La subordinación de la primera parte a la segunda se ve ya desde el prólogo.
Si Jonás debe ir a Nínive, su huida no va a ser sino un compás de espera.
Pero la huida da lugar a que los marineros conozcan a Yahveh y experimenten
su poder. Ese es el preludio de lo que pasará después con Nínive. El papel
de Jonás se revela como de testigo de Yahveh, aunque sea testigo contra su
voluntad; en Nínive será, además, un testigo irritado.
En cada una de los partes se nota una subordinación del acontecimiento, el
de los marineros y el de los ninivitas, a lo que luego es encuentro a solas
entre el profeta y Yahveh. Es decir, la escena segunda se orienta a la
tercera, y la cuarta a la quinta. Esto permite sacar la conclusión de que lo
primero en la atención del autor, no es si los marineros conocen a Yahveh o
si los ninivitas se convierten, sino lo que hará el propio Jonás. Este
debería aplacar la ira, que le hace replegarse en sí mismo, y abrirse a la
aceptación de los demás. El acento del prólogo no recae, pues, en Nínive,
sino en si Jonás irá o no a la ciudad. Los acontecimientos conducen a Jonás
a cumplir su misión, aunque sea en desacuerdo con el punto de vista de
Yahveh. Jonás se rebela contra su misión, pero acaba cumpliéndola. La
historia se acaba con misiones cumplidas, pero sin saber si el hombre Jonás
termina de acuerdo con todo lo acontecido. El interrogante de Dios espera la
respuesta de los oyentes.
Cada uno de los cuatro capítulos se corresponde con uno de los cuatro
elementos de la física antigua: aire, agua, tierra y fuego. Al final de cada
capítulo se introduce el elemento que dominará el capítulo siguiente. En el
primer capítulo, Dios lanza un fuerte viento sobre el mar, provocando una
tempestad de aire que levanta olas y marejadas. Aunque la acción se
desarrolla en el mar, el elemento dominante es el viento. Este sólo se calma
cuando Jonás es arrojado al mar, con lo que se abre el segundo capítulo, en
el que todos los hechos ocurren en el agua. Pero ya, al elevar Jonás su
oración desde el vientre del pez, alude a las raíces de los montes y a la
tierra, sobre la que será arrojado. La tierra es el tercer elemento, en el
que se desenvuelve el tercer capítulo. Jonás aparece en la orilla del mar,
llega a Nínive y atraviesa la gran ciudad. El edicto del rey de Nínive se
concluye con la invitación al arrepentimiento para apagar el fuego de la ira
de Dios, abriendo el paso al cuarto capítulo. Al comienzo de este último
capítulo es Jonás quien se encoleriza por dos veces, dolido por que Dios no
ha destruido la ciudad como él ha anunciado. Dios le pregunta a Jonás si es
justo comportarse así. Pero Jonás reacciona airándose aún más, "hasta morir"

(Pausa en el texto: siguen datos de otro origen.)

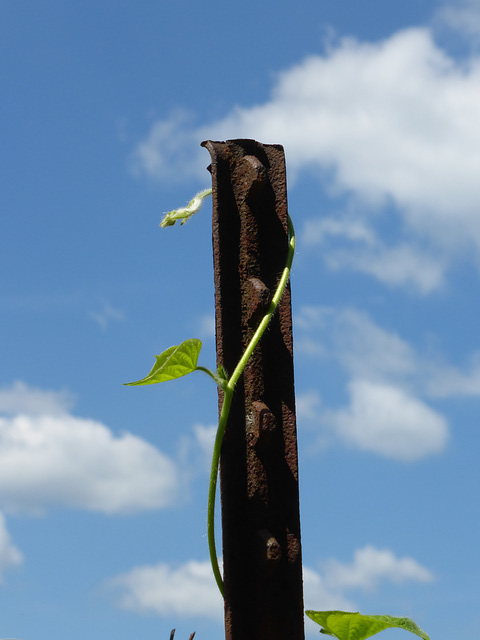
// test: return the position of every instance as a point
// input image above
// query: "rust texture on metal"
(259, 464)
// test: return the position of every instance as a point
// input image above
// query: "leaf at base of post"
(355, 626)
(173, 363)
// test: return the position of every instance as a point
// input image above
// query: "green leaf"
(355, 626)
(173, 363)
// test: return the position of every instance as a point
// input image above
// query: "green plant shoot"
(178, 361)
(355, 626)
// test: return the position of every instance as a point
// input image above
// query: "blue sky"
(103, 487)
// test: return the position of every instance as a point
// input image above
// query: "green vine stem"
(180, 360)
(228, 390)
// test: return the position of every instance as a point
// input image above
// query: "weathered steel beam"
(259, 464)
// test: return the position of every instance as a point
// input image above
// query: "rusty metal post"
(259, 465)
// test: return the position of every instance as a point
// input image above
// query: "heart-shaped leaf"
(355, 626)
(173, 363)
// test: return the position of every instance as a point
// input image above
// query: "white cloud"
(186, 590)
(386, 413)
(360, 345)
(10, 556)
(368, 351)
(49, 457)
(392, 122)
(189, 589)
(401, 265)
(389, 421)
(371, 566)
(20, 398)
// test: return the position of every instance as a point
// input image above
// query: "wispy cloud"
(185, 590)
(372, 566)
(391, 123)
(389, 421)
(105, 314)
(189, 589)
(10, 556)
(353, 244)
(390, 386)
(50, 457)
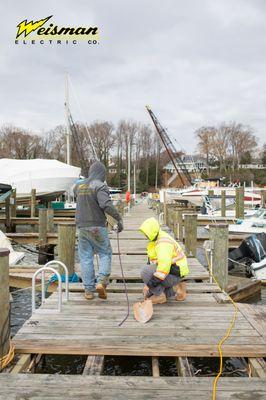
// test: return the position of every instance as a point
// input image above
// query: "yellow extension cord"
(4, 361)
(227, 335)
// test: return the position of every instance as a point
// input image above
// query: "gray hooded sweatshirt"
(93, 199)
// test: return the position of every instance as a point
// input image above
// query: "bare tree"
(205, 136)
(103, 139)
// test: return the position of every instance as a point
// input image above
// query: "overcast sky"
(195, 62)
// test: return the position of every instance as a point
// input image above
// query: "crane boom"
(171, 150)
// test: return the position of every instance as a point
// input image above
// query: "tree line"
(113, 145)
(228, 145)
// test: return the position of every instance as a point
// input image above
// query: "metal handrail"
(66, 275)
(42, 271)
(47, 267)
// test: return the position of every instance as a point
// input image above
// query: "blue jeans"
(94, 240)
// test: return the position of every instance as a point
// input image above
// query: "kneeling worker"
(168, 266)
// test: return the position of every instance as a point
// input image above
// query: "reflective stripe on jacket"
(164, 252)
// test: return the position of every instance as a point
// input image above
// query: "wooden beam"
(219, 236)
(184, 368)
(4, 301)
(223, 203)
(33, 203)
(257, 367)
(191, 234)
(155, 367)
(22, 364)
(94, 365)
(66, 246)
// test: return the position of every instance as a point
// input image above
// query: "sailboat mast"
(67, 120)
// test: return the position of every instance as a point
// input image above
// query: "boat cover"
(43, 175)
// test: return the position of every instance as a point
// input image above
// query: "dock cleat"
(158, 299)
(180, 291)
(89, 295)
(101, 290)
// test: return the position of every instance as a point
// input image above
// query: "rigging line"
(82, 115)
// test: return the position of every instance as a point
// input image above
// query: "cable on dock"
(227, 335)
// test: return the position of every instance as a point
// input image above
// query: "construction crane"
(178, 164)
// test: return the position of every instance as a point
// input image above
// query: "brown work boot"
(88, 295)
(181, 291)
(158, 299)
(101, 290)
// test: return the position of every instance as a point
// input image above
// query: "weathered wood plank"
(94, 365)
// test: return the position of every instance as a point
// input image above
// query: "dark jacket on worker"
(93, 199)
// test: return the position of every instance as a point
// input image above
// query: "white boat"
(45, 176)
(252, 196)
(254, 224)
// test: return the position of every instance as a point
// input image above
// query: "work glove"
(153, 282)
(120, 226)
(146, 292)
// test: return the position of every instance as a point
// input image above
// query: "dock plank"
(110, 387)
(94, 329)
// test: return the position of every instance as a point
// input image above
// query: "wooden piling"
(8, 215)
(43, 247)
(33, 203)
(66, 245)
(179, 225)
(191, 234)
(42, 226)
(219, 236)
(263, 198)
(223, 203)
(241, 202)
(164, 208)
(50, 220)
(13, 203)
(4, 302)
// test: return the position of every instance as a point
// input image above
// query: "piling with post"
(179, 225)
(239, 202)
(46, 251)
(263, 198)
(8, 215)
(50, 220)
(223, 203)
(33, 203)
(164, 208)
(4, 303)
(66, 246)
(219, 238)
(190, 234)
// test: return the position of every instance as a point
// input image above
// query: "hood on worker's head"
(97, 171)
(150, 228)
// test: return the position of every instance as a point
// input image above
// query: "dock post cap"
(4, 252)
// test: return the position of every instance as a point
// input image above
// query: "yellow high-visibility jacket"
(163, 250)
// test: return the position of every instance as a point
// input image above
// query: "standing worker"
(93, 201)
(168, 266)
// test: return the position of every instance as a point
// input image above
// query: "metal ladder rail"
(41, 271)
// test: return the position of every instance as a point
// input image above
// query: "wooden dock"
(131, 387)
(192, 328)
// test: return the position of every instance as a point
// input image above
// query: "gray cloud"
(196, 62)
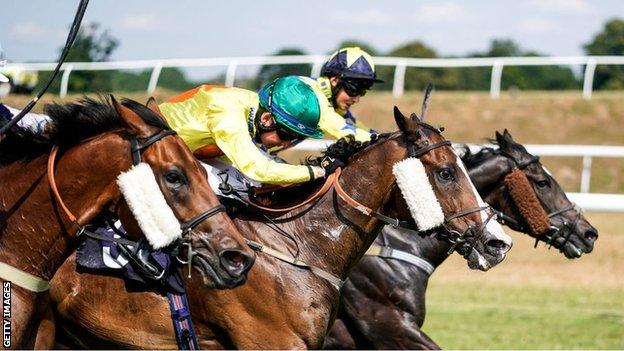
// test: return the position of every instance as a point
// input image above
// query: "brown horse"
(94, 139)
(383, 301)
(283, 306)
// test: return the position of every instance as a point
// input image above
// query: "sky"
(34, 30)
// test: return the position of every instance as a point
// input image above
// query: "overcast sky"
(33, 30)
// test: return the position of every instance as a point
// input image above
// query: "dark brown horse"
(383, 301)
(94, 139)
(283, 306)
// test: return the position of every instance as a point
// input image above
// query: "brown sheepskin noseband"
(527, 202)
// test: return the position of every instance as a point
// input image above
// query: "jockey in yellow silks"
(241, 125)
(345, 77)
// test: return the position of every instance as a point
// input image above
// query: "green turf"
(469, 316)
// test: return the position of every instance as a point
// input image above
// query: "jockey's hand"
(316, 172)
(330, 164)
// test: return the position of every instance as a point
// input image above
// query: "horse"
(383, 301)
(87, 147)
(284, 306)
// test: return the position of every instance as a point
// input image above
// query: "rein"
(390, 252)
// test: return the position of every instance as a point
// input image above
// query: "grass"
(536, 299)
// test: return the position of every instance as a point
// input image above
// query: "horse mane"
(471, 159)
(344, 148)
(70, 124)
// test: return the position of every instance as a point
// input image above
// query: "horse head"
(543, 209)
(463, 220)
(208, 238)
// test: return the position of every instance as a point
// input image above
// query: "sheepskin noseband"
(156, 219)
(527, 202)
(418, 193)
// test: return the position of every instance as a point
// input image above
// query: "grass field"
(536, 299)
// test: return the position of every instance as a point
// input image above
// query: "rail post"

a causa del ricino secado, haciendo aún más insoportable la aceptación del
calor del sol y del viento sofocante.
Fuego y viento unen el final con el principio. Se puede comenzar de nuevo la
lectura, pues el perdón de Dios se repite una y otra vez, venciendo las
continuas faltas del hombre, que arrepentido se vuelve a él. Nunca se cansa
de perdonar. En el perdón se muestra como Dios. San Ambrosio, comentando la
creación del hombre, dice:
Gracias, pues, a Dios Nuestro Señor que hizo una obra en la que pudiera
encontrar descanso. Hizo el cielo, pero no leo que allí haya descansado;
hizo las estrellas, la luna, el sol, y tampoco ahí leo que haya descansado
en ellos. Leo, sin embargo, que hizo al hombre y que entonces descansó,
teniendo en él uno al cual podía perdonar los pecados (Ambrosio, Hex. 6,10,
76; CSEL 32, 1, 261; Citado en Dies Domini, n.61).